Accepted Paper: Multi-Scale Visual Semantics Aggregation with Self-Attention for End-to-End Image-Text Matching

Session 2: Multi-task Learning, NLP, Computer Vision, Applications -- Day 2 (Nov.18), talks: 09:00-11:00 (5th floor Hall 2), poster session: 11:00-13:30
Poster number: Mon37
Download paper

Authors

Zhuobin Zheng ( Tsinghua University); Youcheng Ben (Tsinghua University); Chun Yuan (Tsinghua University)

Abstract

Image-text matching has been a hot research endeavor recently. One promising direction is to infer fine-grained correspondences between visual instances and textual concepts, which makes learning instance-level visual features fundamental to this task. Detection-based approaches extract visual features directly from region proposals, but they are neither end-to-end learnable requiring extensive annotations nor adaptive to unseen instances. Attention-based approaches sequentially attend to different visual semantics in fixed time steps with global context as reference, but they are not flexible to handle situations when varying number of instances exist in different images. In this paper, we propose Self-Attention Visual-semantic Embeddings (SAVE), which aggregates instance-level semantics from all potential positions of the image in an end-to-end manner.
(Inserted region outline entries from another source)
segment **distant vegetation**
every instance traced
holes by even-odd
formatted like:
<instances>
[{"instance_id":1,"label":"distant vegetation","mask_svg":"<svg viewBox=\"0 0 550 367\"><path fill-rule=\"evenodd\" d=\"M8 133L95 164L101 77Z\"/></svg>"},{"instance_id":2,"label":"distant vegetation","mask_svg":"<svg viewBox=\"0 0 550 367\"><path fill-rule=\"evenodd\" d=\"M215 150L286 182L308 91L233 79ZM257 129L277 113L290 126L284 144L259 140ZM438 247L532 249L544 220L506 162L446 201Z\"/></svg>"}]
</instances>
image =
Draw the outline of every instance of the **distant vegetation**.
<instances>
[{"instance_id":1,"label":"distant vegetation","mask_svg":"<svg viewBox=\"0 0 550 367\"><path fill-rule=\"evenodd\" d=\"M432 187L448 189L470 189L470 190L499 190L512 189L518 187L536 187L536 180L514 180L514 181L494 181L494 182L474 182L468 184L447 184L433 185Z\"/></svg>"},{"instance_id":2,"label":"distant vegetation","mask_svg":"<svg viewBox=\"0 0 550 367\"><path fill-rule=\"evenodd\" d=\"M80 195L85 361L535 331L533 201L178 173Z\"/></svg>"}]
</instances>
Specifically, feature maps with spatial size kx k are first divided into k^2 instance candidates. For each instance candidate, we explore two variants of self-attention mechanisms to model its correlation with others and aggregate similar semantics, which exploits flexible spatial dependencies between distant regions. Furthermore, a multi-scale feature fusion technique is utilized to obtain different levels of semantic concepts for richer information from different representation scales. We evaluate our model on two benchmark datasets: MS-COCO and Flickr30K, which demonstrates both effectiveness and applicability of our method with favorably competitive performance as the state-of-the-art approaches.